John gives us two reasons for that — one subtle, one central. The subtle reason is that night marks Nicodemus as a serious scholar. In Jewish tradition, the rabbis study. They wrestle. They keep at it. There’s something almost honorable here: he’s awake, thinking, searching, trying to understand even deep into the night. But the central reason is this: John loves light and darkness. John starts his Gospel with it — light shining in the darkness, and the darkness not overcoming it — so when John says Nicodemus comes at night, it’s not just a time stamp; it’s a theological diagnosis. John is saying: The faith has been institutionalized, and the institution has mistaken its own order for God’s presence. But God isn’t contained by our arrangements; and when we treat God like a system, we find that sometimes the light of faith grows dim. So essentially John is saying that the established religious institution is trying to find God, but it’s doing it in the dark.
So Nicodemus comes and says, “Rabbi, we know you are a teacher who has come from God…” and then Jesus answers him in a way that, at first glance, feels like it came out of nowhere: “Very truly I tell you, no one can see the kingdom of God without being born anew.” It sounds like Nicodemus says, “Nice miracles,” and Jesus says, “You need a rebirth,” and the conversation feels like two ships passing in the night.
But in the Greek, Jesus begins with something like, “Amen, amen—yes, yes—you’ve got it.” Meaning Jesus isn’t changing the subject; Jesus is naming what Nicodemus is really asking. Nicodemus is saying, “We see something in you. A connection. A life with God that we don’t possess—at least not in that way. How is that possible?” And Jesus replies, “Exactly. That kind of life doesn’t come from tweaking your behavior or upgrading your religious performance. It comes from being born from above. Born anew.”
And then Nicodemus asks the most practical question imaginable: “How can anyone be born after having grown old?” In other words, “How are you asking me to do something that’s impossible?” And Jesus answers with what might be the most disorienting line in this whole passage: “Unless one is born of water and Spirit… Whatever is born of the flesh is flesh, and whatever is born of the Spirit is spirit… The wind blows where it chooses… you hear the sound… but you do not know where it comes from or where it goes.” Now this is the riddle part. This is where Jesus starts pulling threads that Nicodemus—and honestly, we—don’t like to have pulled, because Jesus is drawing a line between two kinds of life: life “of the flesh” and life “of the Spirit.” And he’s not just talking about morality. He’s not saying “bad people versus good people.” He’s talking about origin. He’s talking about what your life is rooted in—what story you think you’re living inside.

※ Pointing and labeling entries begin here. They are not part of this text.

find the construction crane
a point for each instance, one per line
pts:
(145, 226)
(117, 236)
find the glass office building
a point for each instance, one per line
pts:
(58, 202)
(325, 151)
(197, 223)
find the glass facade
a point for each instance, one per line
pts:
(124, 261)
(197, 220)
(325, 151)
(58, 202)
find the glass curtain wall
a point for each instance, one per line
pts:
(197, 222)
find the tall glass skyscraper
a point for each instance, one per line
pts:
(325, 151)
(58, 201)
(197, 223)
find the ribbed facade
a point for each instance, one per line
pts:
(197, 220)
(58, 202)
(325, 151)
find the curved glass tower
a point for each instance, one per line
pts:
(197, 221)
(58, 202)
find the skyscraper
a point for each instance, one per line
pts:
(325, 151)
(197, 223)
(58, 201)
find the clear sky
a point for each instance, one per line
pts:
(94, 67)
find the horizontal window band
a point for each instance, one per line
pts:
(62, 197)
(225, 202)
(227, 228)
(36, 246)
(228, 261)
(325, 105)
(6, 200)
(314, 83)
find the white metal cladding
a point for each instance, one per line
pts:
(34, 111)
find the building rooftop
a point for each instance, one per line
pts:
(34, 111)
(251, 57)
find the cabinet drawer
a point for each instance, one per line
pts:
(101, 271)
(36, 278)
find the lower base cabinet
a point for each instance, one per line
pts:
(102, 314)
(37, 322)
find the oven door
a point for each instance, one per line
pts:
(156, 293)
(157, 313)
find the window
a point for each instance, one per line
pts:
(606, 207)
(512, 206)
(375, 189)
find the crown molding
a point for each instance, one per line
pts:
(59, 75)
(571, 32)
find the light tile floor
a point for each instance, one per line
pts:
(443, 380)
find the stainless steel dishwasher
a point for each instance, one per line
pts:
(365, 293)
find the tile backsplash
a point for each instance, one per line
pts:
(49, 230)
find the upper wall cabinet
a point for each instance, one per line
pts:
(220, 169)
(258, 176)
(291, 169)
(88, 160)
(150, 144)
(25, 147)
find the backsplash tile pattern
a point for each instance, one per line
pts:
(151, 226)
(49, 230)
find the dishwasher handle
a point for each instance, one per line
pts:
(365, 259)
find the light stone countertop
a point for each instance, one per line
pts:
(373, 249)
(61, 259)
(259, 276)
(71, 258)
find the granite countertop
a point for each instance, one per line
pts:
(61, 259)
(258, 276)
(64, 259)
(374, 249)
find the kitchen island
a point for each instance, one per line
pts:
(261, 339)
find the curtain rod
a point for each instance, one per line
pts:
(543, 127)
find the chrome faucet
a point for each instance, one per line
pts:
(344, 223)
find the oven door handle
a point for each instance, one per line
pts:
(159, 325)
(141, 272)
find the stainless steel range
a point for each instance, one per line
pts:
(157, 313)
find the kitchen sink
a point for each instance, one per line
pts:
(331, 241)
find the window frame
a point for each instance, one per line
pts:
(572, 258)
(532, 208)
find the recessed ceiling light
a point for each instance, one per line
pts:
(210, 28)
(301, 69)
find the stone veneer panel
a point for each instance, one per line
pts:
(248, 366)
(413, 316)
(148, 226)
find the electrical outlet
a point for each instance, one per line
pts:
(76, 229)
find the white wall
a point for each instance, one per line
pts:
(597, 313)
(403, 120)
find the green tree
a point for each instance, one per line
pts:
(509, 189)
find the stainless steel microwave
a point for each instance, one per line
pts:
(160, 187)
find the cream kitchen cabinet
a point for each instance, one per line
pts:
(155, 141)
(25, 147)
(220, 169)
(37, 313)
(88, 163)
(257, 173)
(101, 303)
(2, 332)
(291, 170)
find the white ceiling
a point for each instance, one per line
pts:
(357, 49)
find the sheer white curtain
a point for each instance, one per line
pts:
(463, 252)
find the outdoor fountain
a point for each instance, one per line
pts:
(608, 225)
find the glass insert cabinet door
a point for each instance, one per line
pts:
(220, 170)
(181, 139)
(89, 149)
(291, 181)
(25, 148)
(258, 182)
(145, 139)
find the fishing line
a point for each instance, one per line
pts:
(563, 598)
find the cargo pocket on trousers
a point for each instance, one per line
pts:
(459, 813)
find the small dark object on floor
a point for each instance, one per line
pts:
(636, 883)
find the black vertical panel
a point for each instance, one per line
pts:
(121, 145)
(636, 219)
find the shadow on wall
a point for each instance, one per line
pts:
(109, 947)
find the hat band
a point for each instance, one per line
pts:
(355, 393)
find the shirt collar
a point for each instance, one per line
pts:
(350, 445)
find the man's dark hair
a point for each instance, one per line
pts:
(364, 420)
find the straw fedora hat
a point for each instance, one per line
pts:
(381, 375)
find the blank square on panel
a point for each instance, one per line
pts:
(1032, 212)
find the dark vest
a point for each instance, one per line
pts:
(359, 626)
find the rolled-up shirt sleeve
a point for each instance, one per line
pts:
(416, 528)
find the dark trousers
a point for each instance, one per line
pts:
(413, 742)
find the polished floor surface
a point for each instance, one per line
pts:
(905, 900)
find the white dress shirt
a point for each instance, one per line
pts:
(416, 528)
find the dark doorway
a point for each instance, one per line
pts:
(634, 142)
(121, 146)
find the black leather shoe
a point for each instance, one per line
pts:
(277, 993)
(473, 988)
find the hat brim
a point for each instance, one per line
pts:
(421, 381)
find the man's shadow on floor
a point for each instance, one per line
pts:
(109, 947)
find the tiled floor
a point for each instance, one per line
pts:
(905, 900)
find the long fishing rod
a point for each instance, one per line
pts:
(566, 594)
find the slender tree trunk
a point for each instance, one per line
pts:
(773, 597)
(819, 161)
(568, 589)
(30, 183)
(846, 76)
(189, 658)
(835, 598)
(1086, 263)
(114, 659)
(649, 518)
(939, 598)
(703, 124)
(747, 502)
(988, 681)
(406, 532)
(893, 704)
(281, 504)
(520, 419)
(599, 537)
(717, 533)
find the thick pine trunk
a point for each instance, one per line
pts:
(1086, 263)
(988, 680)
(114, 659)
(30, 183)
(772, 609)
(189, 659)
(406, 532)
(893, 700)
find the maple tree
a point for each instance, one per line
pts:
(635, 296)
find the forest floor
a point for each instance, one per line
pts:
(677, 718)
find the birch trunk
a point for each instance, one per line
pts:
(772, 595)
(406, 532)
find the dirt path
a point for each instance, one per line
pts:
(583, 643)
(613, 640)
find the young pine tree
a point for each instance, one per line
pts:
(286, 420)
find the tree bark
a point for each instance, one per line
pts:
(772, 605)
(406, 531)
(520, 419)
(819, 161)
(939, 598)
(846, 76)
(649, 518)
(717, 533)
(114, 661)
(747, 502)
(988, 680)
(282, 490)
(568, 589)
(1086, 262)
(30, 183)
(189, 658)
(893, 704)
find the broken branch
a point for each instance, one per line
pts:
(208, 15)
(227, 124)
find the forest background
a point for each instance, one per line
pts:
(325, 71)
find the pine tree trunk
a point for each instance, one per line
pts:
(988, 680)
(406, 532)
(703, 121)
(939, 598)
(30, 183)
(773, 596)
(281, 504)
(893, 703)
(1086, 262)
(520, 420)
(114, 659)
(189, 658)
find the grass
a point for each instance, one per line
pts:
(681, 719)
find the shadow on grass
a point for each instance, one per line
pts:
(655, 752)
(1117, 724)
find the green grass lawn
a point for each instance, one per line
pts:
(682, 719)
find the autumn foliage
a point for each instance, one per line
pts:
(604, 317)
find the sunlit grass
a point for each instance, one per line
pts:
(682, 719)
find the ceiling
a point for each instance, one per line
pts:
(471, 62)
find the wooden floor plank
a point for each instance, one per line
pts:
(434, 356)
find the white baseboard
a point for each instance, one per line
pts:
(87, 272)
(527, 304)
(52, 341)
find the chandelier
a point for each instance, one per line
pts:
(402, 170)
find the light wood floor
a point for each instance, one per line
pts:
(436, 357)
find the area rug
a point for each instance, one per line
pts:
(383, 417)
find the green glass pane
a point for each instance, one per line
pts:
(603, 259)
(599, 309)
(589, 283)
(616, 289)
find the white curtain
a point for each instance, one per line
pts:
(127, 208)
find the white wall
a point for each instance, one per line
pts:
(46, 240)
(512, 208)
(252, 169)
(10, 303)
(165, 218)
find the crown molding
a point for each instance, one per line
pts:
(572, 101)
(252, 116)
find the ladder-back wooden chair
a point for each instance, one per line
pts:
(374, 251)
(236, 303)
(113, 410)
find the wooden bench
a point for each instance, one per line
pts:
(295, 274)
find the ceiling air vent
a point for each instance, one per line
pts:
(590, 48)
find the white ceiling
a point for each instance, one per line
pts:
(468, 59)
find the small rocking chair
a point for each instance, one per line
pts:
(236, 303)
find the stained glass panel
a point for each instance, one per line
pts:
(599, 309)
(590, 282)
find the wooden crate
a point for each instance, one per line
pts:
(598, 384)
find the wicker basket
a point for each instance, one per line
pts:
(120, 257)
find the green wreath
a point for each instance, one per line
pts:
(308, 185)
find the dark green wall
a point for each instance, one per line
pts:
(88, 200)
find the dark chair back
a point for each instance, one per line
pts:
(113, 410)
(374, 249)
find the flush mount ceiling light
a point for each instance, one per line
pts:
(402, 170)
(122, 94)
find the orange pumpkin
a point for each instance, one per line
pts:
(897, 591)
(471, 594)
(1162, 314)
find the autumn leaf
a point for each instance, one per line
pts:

“Flesh is flesh” means that human life, on its own, is fragile, temporary, and self-enclosed. It burns hot and fast and disappears. Even our best efforts—left to themselves—don’t hold the weight we want them to hold. And if that’s where Jesus stopped, it would be crushing, but Jesus doesn’t stop there. He says there is another origin available to you, another kind of life, another birth: a life “of the Spirit,” a life that comes from God, is carried by God, and returns to God. And then Jesus says the part that is genuinely shocking: you don’t control that birth. You didn’t choose your first birth—where you were born, when you were born, what you inherited and what you didn’t inherit—and Jesus says the second birth is like that too. The Spirit isn’t a vending machine. You don’t insert the right ritual and get a guaranteed result. The Spirit is wind—free, wild, moving where it wills.
So if Nicodemus is standing there representing the established religious order, here’s what Jesus is doing to that whole system. He’s saying, “You’ve built a faith around the idea that closeness to God is produced by what you do—your obedience, your correctness, your sacrifices, your purity, your performance.” And then Jesus says, “That’s not how it works.”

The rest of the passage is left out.